Recall that once the master committee is formed, each committee member receives the model parameters $\theta^{t}$ for the current round $t$ , the user selection probability $q$ , noise scale $z$ , and clip** bound $S$ from the aggregator for this round of training (required by DP-FedAvg; Figure 2).
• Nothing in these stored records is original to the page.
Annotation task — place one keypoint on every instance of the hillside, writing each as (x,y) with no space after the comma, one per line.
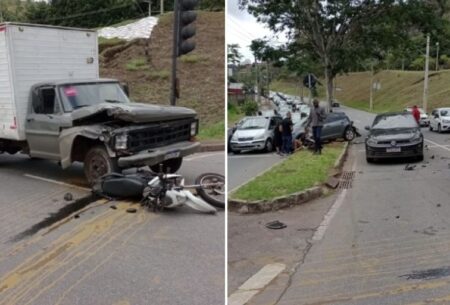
(201,72)
(398,89)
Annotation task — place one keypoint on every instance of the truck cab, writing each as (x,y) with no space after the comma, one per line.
(77,116)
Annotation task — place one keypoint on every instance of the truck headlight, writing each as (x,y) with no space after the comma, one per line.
(121,141)
(194,129)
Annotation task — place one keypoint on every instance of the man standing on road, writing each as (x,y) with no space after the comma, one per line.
(316,119)
(416,114)
(286,132)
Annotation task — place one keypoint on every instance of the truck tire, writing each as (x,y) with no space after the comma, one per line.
(98,163)
(172,164)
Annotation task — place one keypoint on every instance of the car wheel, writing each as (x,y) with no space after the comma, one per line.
(171,165)
(349,134)
(369,160)
(98,163)
(269,146)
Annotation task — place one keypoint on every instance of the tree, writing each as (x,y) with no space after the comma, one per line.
(233,55)
(341,33)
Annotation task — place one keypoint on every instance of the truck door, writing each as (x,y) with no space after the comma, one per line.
(43,124)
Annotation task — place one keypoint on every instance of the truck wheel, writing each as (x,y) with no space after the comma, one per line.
(97,163)
(173,165)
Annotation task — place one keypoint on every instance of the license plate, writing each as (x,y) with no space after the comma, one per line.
(393,149)
(172,155)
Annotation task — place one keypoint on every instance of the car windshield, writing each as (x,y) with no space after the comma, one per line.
(76,96)
(445,112)
(397,121)
(254,123)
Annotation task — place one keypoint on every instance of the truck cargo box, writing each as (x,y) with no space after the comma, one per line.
(32,54)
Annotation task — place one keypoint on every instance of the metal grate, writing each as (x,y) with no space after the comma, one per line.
(346,180)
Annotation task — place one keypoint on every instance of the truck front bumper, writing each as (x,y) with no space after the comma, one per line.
(159,155)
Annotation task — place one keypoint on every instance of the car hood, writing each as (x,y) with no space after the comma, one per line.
(249,133)
(393,134)
(130,112)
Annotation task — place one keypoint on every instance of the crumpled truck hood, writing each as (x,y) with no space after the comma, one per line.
(133,112)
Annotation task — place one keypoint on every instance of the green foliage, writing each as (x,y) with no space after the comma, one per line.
(137,64)
(250,107)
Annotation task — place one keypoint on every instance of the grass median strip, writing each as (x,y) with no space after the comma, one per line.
(300,171)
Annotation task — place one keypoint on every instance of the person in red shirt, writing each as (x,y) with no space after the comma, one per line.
(416,114)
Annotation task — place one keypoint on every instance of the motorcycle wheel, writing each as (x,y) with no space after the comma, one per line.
(214,195)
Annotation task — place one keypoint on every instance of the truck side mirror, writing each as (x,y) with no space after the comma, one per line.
(125,88)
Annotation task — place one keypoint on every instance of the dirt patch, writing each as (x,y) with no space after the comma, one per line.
(201,73)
Each committee member locally computes new values of the DP parameters $\epsilon,\delta$ using the moment accounting algorithm $\mathcal{M}$ (line 14 in DP-FedAvg). This computation requires the DP parameters $\epsilon^{\prime},\delta^{\prime}$ from round $t-1$ in addition to the inputs $z,q$ . The committee member downloads the former from a public bulletin board, where it is signed by more than a threshold of honest members of the previous round’s master committee. After getting the former DP parameters, the committee member calculates the new $\epsilon,\delta$ . If the new values are below their recommended value, the committee member signs a certificate containing the parameters ( $\theta^{t}$ , $q$ , $z$ , $S$ ), new values of $\epsilon,\delta$ , and keys for cryptographic primitives and publish it to the bulletin board to start this training task.